The government in its one-year report card has announced its major achievements for the past year and reaffirmed or laid out its path for the next four years in office.
Particular focus was paid on its steps in the field of of education and health and investments into the youth and also the related issue of employment.
It is now becoming increasingly clear that Bhutan’s most valuable resource is not its mines or even hydro electricity, but it is our people and particularly the youth who hold the future of the country in their hands.
The challenge is made more complex given our small population base and so every youth wasted or falling by the wayside is a major loss for society and country.
As a small country we cannot afford to have the complacency or even a sense of security of the bigger countries in the region and beyond.

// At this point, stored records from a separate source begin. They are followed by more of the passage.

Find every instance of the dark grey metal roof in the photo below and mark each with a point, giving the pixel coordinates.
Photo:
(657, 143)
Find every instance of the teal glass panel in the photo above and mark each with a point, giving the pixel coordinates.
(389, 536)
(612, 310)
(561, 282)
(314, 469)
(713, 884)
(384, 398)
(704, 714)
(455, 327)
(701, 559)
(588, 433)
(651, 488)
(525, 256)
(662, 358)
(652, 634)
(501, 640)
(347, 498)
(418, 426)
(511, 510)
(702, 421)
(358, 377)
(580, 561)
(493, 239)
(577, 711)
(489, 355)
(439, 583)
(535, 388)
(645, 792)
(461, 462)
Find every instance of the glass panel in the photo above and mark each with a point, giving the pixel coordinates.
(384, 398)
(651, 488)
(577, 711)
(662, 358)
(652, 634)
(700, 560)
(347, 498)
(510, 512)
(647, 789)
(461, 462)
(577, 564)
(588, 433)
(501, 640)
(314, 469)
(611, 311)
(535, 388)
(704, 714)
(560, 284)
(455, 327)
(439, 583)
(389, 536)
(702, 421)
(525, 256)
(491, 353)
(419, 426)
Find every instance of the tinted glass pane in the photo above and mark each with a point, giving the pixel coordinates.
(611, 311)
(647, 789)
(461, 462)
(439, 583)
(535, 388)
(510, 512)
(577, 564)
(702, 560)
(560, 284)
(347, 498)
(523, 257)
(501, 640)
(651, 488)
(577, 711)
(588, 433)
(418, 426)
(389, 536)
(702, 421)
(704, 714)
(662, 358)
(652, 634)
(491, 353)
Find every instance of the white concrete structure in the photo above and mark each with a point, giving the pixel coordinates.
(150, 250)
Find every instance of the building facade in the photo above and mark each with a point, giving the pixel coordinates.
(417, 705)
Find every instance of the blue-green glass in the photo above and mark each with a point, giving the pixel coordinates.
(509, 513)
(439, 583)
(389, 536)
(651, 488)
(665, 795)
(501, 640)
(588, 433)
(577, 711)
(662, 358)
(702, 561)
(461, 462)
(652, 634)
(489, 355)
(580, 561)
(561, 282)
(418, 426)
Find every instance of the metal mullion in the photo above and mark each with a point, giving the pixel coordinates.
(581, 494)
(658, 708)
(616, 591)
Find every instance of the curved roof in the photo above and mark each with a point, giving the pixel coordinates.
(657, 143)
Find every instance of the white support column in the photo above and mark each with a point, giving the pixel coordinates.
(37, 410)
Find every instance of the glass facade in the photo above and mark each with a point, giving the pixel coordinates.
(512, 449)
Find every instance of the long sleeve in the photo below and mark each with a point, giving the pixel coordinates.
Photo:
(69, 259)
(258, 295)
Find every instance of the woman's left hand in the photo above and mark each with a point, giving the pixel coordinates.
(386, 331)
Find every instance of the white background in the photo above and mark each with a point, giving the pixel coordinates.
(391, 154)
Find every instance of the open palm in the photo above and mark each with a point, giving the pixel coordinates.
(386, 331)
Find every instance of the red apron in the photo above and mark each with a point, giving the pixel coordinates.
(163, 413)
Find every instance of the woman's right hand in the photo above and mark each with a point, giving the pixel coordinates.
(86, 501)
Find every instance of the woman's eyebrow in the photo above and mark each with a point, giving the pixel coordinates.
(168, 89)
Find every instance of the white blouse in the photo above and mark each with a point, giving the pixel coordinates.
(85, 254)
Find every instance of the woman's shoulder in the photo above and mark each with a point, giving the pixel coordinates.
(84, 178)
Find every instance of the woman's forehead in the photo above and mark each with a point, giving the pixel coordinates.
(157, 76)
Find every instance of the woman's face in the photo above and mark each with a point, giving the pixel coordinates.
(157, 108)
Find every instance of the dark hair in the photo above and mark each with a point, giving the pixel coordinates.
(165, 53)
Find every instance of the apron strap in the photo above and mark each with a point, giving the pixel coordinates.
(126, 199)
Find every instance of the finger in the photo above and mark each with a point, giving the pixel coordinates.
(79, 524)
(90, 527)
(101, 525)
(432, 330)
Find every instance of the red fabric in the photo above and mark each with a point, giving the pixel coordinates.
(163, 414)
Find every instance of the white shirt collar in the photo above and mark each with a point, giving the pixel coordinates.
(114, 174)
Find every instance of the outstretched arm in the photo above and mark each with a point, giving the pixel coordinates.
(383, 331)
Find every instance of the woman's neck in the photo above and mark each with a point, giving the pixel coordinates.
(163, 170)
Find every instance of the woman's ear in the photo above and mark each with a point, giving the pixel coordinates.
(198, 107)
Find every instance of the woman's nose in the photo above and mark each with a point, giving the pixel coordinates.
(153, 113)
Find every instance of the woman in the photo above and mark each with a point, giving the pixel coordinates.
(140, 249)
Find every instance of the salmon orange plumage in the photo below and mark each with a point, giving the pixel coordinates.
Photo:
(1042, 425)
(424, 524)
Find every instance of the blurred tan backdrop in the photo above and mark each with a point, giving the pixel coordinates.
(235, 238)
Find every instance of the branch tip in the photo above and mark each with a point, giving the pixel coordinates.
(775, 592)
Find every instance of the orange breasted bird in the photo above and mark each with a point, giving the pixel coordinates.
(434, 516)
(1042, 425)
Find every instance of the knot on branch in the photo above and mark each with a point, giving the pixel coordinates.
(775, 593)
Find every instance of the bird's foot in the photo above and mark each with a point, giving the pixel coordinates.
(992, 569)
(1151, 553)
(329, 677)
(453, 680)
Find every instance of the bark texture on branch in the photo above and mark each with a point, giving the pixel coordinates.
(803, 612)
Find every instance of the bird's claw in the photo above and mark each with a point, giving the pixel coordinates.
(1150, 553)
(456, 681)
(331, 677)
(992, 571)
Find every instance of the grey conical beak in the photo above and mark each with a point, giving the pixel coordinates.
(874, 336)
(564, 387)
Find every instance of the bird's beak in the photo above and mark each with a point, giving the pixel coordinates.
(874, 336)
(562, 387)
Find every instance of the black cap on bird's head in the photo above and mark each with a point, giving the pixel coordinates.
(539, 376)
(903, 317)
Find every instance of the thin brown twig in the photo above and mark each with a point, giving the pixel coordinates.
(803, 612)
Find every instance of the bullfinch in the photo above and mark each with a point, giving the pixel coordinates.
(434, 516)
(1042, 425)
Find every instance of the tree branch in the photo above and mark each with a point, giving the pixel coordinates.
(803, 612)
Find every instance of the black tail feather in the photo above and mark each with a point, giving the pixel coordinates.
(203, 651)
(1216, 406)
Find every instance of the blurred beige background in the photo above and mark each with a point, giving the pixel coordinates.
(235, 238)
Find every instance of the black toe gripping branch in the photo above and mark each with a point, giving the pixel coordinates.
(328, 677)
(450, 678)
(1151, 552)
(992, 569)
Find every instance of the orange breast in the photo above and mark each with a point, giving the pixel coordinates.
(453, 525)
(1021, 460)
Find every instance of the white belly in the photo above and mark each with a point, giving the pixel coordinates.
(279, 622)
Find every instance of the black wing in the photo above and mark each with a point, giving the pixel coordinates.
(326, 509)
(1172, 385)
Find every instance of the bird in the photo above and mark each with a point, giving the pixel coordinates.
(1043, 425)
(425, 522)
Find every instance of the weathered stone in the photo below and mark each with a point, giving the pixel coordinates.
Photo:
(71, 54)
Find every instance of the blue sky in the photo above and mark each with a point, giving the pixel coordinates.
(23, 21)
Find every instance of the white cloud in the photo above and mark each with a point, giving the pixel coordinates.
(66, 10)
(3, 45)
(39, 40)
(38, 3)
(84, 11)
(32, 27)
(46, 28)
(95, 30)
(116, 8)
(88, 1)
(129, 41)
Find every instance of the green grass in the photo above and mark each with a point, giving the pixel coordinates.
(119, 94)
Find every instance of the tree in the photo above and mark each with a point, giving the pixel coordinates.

If we take a look around the world, it is very clear that countries that are doing well are those who have invested in and are making good use of their human resources, and here size does not matter.
For comparative size, a good example is Singapore which has invested well in its youths over the decades and in the process built a citizenry that has created a world class economy that even rivals much bigger countries.
Bhutan has its own limitations but then again we have also a lot of natural advantages from political stability to a clean environment. While our small size maybe a weakness, it can also be our greatest strength to adapt quickly to changing times and preparing ourselves for unforeseen challenges.
Investing in Bhutan’s youth is a long term project and so it is all the more important to start early.
The vexing issue of youth unemployment is not just a reflection of the state of our economy or the private sector, but it is also equally a reflection of our inability to give employable skills to our youth.
Bhutan currently has the highest proportion of youth in South Asia. This can be either be a great future opportunity or a challenge -depending on what we do for them now.
You are only young once, and if you work it right, once is enough.